LE MATIN
14 Août 2004
À 18:35
Que restait-il donc à dire aux intervenants invités dans la petite cité du nord marocain, dont Pablo Neruda, ne soupçonnait peut-être pas l'existence ? Beaucoup soulignèrent que le poète restait d'abord lié à sa Patagonie natale, malgré ses nombreux voyages dans le monde au gré de ses missions officielles.

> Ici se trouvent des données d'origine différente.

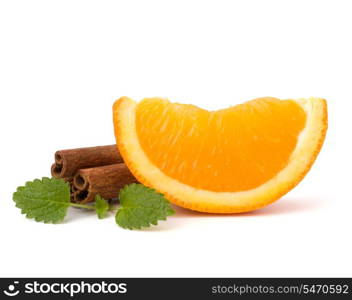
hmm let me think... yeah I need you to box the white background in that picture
[0,0,351,277]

Neftali Ricardo Reyes, qui est né à Parral, une petite localité au sud du Chili, en 1904 et qui choisit à l'âge de 14 ans sa destinée de poète et son nom de guerre «Pablo Neruda», avec lequel il traversera les frontières et les barrières culturelles, est désigné en 1927 consul honoraire de son pays à Rangoon en Birmanie. C'était alors le début d'une carrière diplomatique qui le mènera dans nombre de cités européennes, notamment à Barcelone, Madrid, Valence,
Paris.
Il séjournera également au Mexique, en Russie, en Chine… «L'Espagne dans le cœur», est un poème qui soulignera son lien avec cette partie du monde qu'il a connue et ses hommes dont le grand poète Fédérico Garcia Lorca. L'œuvre est par ailleurs inspirée par la tragédie de la guerre civile qui avait secoué le pays.

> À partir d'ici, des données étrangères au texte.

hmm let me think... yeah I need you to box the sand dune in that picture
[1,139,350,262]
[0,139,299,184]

De l'autre côté du Détroit, l'espace était inconnu du poète, diplomate, humaniste et militant communiste qui chantera avec sincérité et grande sensibilité les souffrances des pauvres paysans et ouvriers de son pays. Pourtant, les orateurs venus célébrer l'homme en cette terre marocaine, dont des générations entières ont connu et su apprécier l'œuvre du prix Nobel de la littérature, ont révélé des liens subtils, souvent indirects que le poète avait eu avec le Maroc.
Lorsque cet ami français, l'invita a prendre un "couscous" à la sortie d'une projection cinématographique, le nom inconnu de ce met prend une sonorité particulière dans la bouche du poète.
Devant la perplexité du poète, l'ami universitaire, aujourd'hui spécialisé dans l'œuvre de Neruda, devait en expliquer les composantes et l'origine, évidemment marocaine, avant qu'ils n'en savourent ensemble, la saveur exquise.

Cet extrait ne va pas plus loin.